Wesley did not say this.

You may have seen this quote in a nice frame on the wall of a Methodist Church, or even published in a book, citing John Wesley as its author. (For example, it was cited in Bartlett’s Familiar Quotations.) Despite the persistence of the quote being attributed to John Wesley, you will not find in anywhere in his writing.

You can add this quote to other quotes that are stubbornly connected to John Wesley despite the fact that there is no source that connects them to Wesley’s pen. Two I have previously written about here are:

“I set myself on fire and people come to watch me burn.” [Original post here.]

“In essentials, unity; in non-essentials, liberty; and, in all things, charity.” [Original post here.]

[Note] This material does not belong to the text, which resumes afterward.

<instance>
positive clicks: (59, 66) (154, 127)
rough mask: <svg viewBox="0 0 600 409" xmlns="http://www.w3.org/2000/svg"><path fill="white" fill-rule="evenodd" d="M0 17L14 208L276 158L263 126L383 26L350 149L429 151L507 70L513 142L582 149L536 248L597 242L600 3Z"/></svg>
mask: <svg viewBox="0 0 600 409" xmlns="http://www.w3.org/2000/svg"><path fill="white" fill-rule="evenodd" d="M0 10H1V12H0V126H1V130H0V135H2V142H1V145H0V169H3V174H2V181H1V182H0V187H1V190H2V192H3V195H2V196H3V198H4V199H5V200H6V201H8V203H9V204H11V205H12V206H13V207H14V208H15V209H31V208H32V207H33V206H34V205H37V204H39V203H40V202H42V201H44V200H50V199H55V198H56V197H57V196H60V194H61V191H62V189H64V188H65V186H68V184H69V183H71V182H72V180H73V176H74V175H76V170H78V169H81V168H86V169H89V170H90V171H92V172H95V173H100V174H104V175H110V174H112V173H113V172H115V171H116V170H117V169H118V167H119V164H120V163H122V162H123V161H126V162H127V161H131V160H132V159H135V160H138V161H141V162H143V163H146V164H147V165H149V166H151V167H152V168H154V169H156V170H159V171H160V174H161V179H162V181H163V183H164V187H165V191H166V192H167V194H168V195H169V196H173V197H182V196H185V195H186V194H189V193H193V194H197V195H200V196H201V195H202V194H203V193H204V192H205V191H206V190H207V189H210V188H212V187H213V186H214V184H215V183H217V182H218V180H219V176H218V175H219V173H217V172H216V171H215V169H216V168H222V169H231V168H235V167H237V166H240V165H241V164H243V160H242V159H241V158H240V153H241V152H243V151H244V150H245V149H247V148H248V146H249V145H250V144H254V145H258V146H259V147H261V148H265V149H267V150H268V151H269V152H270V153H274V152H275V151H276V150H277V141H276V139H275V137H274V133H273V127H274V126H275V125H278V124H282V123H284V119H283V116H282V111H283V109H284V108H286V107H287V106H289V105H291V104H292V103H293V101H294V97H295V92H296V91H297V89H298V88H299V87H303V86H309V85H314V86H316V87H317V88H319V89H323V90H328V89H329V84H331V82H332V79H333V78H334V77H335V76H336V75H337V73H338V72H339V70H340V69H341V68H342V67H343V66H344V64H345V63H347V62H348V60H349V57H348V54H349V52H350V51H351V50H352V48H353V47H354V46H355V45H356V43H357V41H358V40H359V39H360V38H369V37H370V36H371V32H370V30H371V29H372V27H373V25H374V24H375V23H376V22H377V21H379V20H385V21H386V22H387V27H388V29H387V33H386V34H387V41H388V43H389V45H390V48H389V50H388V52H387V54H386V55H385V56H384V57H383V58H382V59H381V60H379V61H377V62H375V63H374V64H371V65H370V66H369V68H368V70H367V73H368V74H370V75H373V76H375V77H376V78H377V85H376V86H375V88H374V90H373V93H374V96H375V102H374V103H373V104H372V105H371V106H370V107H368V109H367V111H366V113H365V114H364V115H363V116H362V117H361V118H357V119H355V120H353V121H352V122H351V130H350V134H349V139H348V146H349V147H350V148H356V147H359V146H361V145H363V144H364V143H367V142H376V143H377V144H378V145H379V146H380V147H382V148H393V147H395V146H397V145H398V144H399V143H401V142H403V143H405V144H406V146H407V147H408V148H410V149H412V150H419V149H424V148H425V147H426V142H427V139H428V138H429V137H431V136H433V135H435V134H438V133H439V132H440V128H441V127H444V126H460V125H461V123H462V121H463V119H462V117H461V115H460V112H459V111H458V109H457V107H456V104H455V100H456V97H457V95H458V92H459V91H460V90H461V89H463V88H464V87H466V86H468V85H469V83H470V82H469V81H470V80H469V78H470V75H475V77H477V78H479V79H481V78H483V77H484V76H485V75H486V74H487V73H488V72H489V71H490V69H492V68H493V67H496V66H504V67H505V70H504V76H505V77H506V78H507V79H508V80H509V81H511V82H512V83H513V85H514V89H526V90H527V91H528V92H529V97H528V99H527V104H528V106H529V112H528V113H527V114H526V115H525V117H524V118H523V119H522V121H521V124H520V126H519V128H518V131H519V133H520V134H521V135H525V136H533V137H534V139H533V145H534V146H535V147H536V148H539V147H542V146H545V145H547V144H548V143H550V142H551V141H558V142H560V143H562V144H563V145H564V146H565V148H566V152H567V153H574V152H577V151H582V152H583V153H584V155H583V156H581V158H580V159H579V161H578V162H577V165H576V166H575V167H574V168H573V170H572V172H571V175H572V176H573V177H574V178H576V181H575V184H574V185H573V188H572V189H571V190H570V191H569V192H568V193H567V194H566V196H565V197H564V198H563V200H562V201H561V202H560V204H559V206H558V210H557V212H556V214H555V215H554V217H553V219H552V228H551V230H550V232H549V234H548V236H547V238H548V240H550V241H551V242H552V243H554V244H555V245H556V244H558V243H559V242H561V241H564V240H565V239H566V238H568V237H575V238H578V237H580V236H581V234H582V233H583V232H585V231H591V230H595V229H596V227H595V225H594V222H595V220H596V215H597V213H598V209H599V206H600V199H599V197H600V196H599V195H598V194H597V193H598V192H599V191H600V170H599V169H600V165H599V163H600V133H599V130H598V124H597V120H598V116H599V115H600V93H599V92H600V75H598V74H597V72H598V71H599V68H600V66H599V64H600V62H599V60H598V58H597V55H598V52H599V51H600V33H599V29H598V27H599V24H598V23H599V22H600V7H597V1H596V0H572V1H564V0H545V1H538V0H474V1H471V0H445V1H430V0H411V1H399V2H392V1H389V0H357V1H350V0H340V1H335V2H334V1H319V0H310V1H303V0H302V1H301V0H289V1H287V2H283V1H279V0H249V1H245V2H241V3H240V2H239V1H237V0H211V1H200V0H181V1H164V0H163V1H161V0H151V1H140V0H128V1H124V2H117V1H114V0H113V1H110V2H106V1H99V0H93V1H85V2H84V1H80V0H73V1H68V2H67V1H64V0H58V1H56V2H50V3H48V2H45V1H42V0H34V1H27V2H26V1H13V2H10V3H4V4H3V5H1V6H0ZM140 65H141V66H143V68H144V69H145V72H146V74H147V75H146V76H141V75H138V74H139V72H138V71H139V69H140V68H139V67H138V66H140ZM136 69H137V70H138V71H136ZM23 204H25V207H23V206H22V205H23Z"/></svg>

There are many things I have come to appreciate about twitter, but one of the things that I find the most frustrating is the persistence of misquotes of historical figures. And due to my own area of specialization, misquoting John Wesley gets to me the most. Wesley and others were frequently misquoted before social media, but with the advent of twitter misquoting Wesley seems to be more regular. Wesley said enough interesting, surprising, and even controversial things that we should not need to attribute things to him that he did not actually say. Historical accuracy matters.

Richard P. Heitzenrater discussed these quotes and some other ways Wesley is misquoted or misunderstood in a piece published in Circuit Rider in 2003. You can view a PDF of that article here.

The United Methodist Reporter also wrote a similar piece titled “Wesley, misquoted” in 2011.

In any event, regarding this particular quote, there is no evidence that Wesley said this. We should stop saying that he did.